= List of former Protestants =

Former Protestants or ex-Protestants are people who used to be Protestant for some time, but no longer identify as such. This is a list of people who were, but no longer are, followers of Protestant churches. It is organized by what church they left; when applicable, the religion they joined is mentioned. As implied it is limited to those who left Protestantism for a non-Protestant faith and so does not include those who switched from one Protestant denomination to another.

==Baptists==
- William Marrion Branham – former Baptist minister, became a Pentecostal, but later became a non-denominational Christian Evangelist and preacher.

- Ahuva Gray – former Baptist minister, who converted to Orthodox Judaism.
- Keith Ham (a.k.a. Swami Kirtanananda; 1937–) – son of a fundamentalist Baptist pastor, Ham met ISKCON founding guru A.C. Bhaktivedanta Swami Prabhupada in New York City in 1966. After Prabhupada's death, Ham assumed leadership of ISKCON, claiming to be the sole successor to Prabhupada.
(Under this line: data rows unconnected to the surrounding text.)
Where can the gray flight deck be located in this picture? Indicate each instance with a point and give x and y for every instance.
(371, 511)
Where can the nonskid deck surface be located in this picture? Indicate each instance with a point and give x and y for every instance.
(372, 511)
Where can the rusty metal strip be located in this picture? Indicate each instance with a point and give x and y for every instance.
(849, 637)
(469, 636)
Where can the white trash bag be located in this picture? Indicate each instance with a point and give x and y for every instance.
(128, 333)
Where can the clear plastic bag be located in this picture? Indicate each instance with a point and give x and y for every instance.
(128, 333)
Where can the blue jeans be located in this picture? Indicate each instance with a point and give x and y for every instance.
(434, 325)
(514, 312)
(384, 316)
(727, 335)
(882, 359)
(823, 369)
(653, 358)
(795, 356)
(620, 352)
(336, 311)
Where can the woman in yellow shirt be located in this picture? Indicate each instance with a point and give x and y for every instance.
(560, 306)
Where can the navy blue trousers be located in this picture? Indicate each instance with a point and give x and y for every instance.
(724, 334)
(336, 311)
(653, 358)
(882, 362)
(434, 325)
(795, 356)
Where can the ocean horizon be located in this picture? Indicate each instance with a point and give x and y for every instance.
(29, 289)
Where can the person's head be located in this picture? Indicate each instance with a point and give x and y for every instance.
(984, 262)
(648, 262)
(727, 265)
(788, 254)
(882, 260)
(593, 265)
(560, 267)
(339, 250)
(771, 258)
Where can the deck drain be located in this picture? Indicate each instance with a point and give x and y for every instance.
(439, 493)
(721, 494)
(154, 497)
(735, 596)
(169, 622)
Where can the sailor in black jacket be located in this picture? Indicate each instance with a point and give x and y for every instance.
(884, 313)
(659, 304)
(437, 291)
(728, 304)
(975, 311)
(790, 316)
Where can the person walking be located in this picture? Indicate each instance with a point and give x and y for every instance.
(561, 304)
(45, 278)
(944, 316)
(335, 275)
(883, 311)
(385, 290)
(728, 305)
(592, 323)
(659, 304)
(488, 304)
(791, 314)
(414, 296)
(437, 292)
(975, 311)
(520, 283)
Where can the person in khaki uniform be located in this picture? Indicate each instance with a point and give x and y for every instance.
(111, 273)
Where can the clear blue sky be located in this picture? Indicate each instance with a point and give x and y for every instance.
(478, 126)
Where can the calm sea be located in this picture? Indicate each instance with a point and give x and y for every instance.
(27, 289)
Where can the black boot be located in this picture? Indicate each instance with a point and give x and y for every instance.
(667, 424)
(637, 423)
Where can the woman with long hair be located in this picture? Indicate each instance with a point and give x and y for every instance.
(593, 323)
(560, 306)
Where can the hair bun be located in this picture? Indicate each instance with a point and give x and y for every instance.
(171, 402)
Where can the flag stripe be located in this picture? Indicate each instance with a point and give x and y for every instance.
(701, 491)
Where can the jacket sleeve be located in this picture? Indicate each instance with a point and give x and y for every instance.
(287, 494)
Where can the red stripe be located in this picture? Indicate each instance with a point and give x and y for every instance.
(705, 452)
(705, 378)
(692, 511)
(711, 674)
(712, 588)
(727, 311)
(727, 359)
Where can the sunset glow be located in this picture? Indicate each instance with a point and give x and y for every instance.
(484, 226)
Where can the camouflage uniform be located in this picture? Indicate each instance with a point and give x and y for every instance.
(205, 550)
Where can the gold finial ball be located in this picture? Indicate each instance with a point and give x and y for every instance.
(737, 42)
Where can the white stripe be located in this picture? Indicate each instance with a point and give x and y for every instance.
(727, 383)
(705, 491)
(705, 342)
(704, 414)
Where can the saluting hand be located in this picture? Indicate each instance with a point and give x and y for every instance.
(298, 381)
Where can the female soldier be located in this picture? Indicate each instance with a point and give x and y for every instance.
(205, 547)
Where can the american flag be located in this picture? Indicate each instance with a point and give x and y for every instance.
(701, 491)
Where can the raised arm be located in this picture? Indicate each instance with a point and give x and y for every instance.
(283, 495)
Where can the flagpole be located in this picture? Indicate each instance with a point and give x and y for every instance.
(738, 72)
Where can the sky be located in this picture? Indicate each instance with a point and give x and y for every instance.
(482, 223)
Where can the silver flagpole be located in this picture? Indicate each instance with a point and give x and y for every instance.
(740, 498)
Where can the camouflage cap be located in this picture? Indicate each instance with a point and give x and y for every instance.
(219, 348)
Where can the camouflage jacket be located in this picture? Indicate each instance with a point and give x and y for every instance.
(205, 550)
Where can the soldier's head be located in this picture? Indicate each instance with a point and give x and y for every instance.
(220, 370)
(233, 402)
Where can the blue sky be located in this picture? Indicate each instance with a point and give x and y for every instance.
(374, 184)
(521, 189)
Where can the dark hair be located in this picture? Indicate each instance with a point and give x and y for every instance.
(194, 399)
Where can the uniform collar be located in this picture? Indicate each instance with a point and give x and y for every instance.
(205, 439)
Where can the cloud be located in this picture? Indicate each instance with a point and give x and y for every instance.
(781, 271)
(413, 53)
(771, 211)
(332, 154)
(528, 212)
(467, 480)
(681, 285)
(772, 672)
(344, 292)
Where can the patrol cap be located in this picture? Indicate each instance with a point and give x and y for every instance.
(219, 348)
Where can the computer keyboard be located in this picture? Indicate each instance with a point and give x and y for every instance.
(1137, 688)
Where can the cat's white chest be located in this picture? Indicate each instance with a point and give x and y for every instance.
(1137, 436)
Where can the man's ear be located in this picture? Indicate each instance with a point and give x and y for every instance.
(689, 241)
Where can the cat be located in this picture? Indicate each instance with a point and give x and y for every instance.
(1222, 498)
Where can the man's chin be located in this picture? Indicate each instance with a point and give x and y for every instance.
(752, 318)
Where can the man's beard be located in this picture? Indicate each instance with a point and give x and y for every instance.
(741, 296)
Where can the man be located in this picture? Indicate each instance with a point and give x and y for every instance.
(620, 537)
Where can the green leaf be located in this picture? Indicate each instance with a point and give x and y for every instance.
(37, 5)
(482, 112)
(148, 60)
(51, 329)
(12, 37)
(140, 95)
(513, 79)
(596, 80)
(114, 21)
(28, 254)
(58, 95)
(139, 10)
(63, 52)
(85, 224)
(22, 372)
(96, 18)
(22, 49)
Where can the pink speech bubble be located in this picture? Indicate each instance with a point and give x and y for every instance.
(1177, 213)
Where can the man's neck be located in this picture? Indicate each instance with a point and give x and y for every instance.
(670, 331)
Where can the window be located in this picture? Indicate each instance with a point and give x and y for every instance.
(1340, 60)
He was later expelled after various criminal charges were brought against him.
- Carolivia Herron – author, convert to Judaism.
- Belinda Carlisle – lead singer of the Go-Go's, raised as Southern Baptist and converted to Buddhism.
- H. P. Lovecraft – fantasy-horror writer who rejected the practice as a teenager, and became an atheist.
- Gene Roddenberry – television producer and creator of Star Trek. Raised Southern Baptist, denounced his former faith and became a secular humanist.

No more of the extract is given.